El farmacéutico meditó un instante. Una expresión grave se disolvió en la superficie de su semblante abotargado; luego, calmosamente, agregó:

–Tenés razón... el mundo está lleno de «turros», de infelices... pero ¿cómo remediarlo? Esto es lo que a mí me preocupa. ¿De qué forma presentarle nuevamente las verdades sagradas a esa gente que no tiene fe?...

–Pero si la gente lo que necesita es plata... no sagradas verdades.
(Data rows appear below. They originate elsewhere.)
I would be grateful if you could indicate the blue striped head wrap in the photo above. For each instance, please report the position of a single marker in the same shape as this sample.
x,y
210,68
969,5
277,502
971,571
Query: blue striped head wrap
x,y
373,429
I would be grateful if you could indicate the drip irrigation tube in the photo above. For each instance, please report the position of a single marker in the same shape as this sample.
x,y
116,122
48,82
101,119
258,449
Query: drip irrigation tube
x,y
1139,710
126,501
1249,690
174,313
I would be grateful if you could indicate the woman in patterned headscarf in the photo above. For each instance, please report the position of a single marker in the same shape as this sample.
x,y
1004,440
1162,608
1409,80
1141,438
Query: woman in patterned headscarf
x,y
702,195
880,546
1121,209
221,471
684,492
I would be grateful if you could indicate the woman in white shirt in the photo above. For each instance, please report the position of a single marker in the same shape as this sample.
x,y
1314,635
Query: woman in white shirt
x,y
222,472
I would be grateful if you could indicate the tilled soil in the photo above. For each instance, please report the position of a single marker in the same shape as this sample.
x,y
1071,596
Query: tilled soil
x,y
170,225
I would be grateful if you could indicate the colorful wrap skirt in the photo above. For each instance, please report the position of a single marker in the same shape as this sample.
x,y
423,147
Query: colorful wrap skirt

–No, es que eso pasa por el olvido de las Escrituras. Un hombre que lleva en sí las sagradas verdades no lo roba a su patrón, no defrauda a la compañía en que trabaja, no se coloca en situación de ir a la cárcel del hoy a la mañana.

Luego se rascó pensativamente la nariz y continuó:

–Además, ¿quién no te dice que eso sea para bien? ¿Quiénes van a hacer la revolución social, sino los estafadores, los desdichados, los asesinos, los fraudulentos, toda la canalla que sufre abajo sin esperanza alguna? ¿O te crees que la revolución la van a hacer los cagatintas y los tenderos?

–De acuerdo, de acuerdo... pero, en tanto llega la revolución social, ¿qué hace ese desdichado? ¿Qué hago yo?

Y Erdosain, tomándolo de un brazo a Ergueta, exclamó:

–Porque yo estoy a un paso de la cárcel, ¿sabes? He robado seiscientos pesos con siete centavos.

El farmacéutico guiñó lentamente el párpado izquierdo y luego dijo:

–No te aflijas. Los tiempos de tribulación de que hablan las Escrituras han llegado. ¿No me he casado yo con la Coja, con la Ramera? ¿No se ha levantado el hijo contra el padre y el padre contra el hijo? La revolución está más cerca de lo que la desean los hombres. ¿No sos vos el fraudulento y el lobo que diezma el rebaño?...

–Pero, decíme, ¿vos no podes prestarme esos seiscientos pesos?

El otro movió lentamente la cabeza:

–Te juro que los debo.

De pronto ocurrió algo inesperado. El farmacéutico se levantó, extendió el brazo y haciendo chasquear la yema de los dedos, exclamó ante el mozo del café que miraba asombrado la escena:

–Rajá, turrito, rajá.

Erdosain, rojo de vergüenza, se alejó. Cuando en la esquina volvió la cabeza, vio que Ergueta movía los brazos hablando con el camarero.